New family mansions, gleaming shopping malls and car showrooms reflect the wealth that has poured in over the past decade, although poverty remains stubbornly high in some areas.

Between 2001 and 2011, Isaan's Gross Domestic Product per capita more than doubled to $1,475, according to official statistics.

Over the same period, GDP in the Bangkok area soared from $7,900 to nearly $13,000.

But to the anti-government opponents in the capital, Thaksinomics has poisoned the kingdom.

His critics say the former telecoms magnate has siphoned off taxpayers' cash to buy the loyalty of an uneducated and easily manipulated voter bloc.

They accuse Thaksin of orchestrating an assault on the Thai social order, which is headed by the nation's revered but elderly king and supported by the Bangkok-based establishment.

A rice subsidy scheme has also become a lightning rod for anger among anti-government protesters who say it engendered widespread graft, punched a hole in the Thai public finances and knocked the kingdom from its position as the world's top rice exporter.

Even in Isaan some farmers now grumble about late payments for rice delivery, but so far there are few signs of a mass defection from the Shinawatras

Analysts warn the political divide may be pushing Thailand to the edge of a precipice.

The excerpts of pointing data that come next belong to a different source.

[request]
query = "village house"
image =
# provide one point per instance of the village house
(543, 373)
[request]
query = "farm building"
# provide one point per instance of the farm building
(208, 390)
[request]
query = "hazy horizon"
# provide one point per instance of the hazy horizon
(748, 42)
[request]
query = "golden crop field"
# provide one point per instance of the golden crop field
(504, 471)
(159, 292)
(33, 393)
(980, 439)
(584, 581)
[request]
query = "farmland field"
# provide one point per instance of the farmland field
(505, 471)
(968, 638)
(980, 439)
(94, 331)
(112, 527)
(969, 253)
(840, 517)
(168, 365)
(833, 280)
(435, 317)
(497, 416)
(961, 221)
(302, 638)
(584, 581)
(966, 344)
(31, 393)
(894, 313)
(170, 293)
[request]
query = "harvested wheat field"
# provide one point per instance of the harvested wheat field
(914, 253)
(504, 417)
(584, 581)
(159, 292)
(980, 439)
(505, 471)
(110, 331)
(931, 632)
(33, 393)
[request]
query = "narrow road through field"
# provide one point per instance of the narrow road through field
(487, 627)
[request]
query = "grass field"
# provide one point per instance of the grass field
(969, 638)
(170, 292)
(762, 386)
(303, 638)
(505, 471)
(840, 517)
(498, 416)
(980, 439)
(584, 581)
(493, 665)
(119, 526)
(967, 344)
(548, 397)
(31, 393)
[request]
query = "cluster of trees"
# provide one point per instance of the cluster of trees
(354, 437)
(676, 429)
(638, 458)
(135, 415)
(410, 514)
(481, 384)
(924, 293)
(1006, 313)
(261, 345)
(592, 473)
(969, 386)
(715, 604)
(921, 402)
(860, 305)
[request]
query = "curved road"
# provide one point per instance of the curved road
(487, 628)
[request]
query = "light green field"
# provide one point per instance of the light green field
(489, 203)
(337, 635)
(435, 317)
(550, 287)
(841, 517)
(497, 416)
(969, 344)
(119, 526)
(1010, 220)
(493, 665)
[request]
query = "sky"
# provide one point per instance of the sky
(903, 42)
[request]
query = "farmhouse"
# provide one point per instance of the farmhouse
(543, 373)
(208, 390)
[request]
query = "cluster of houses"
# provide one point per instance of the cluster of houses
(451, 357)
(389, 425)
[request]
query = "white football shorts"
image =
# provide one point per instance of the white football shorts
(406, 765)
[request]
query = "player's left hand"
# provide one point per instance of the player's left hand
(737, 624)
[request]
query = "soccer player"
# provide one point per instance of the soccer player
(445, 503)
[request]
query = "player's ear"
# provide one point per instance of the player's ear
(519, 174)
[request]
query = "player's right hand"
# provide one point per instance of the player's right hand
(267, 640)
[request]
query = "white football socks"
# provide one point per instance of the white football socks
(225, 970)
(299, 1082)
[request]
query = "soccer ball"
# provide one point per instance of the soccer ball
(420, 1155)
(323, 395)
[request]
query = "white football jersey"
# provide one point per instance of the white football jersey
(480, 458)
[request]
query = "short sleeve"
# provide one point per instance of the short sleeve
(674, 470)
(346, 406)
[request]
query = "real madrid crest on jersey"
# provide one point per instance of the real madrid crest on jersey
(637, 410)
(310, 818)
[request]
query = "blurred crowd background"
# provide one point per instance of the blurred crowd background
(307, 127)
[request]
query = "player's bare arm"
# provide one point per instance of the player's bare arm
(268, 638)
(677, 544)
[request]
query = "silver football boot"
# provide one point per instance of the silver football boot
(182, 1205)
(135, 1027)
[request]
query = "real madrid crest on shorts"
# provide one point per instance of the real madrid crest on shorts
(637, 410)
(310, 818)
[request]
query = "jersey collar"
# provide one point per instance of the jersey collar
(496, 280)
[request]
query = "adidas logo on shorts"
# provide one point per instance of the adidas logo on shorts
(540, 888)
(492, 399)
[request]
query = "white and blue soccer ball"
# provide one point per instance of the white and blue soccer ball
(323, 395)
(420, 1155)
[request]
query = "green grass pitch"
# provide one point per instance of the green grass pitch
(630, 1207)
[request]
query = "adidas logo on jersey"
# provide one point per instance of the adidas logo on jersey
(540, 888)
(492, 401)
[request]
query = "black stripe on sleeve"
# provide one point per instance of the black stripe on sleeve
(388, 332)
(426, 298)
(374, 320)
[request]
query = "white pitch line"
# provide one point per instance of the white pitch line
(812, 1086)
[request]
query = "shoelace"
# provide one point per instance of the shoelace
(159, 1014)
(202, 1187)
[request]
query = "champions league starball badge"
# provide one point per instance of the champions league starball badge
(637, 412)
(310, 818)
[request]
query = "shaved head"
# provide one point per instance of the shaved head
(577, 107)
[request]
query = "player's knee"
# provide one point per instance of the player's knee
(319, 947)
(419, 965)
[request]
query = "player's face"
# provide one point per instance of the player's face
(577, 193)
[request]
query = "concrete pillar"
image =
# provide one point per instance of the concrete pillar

Protesters, who want Yingluck to step down to make way for an unelected "people's council" to oversee reforms, have occupied key government buildings and forced Yingluck to work from undisclosed locations around the capital.

Ten people have died and dozens more have been wounded in clashes, grenade attacks and drive-by shootings in political violence in recent weeks.

The deep split "could lead to a violent but low-intensity civil war," warned Paul Chambers, director of research at the Institute of South East Asian Affairs at Chiang Mai University in northern Thailand.

In 2010, scores died in an army crackdown in central Bangkok on a Red Shirt rally against the previous government, which came to power by parliamentary vote after the courts ousted Thaksin's allies.

Anger is again building in the Red Shirts' heartland of Udon Thani, where radio host Kwanchai Pripana, a leading figure behind the 2010 rallies, was shot in the arm and leg when his house was sprayed with bullets by unknown gunmen last week.

Speaking to AFP from his hospital bed, where he is under 24-hour armed guard, Kwanchai predicted Puea Thai would sweep to victory on Sunday.

And he warned that the Red Shirts would refuse to accept the result being overturned by Thailand's notoriously interventionist courts.

"We will come out and obstruct, with the people's forces, just like we did in 2010. We fought against the tanks of the soldiers, we will fight," he said. "This time we will not surrender."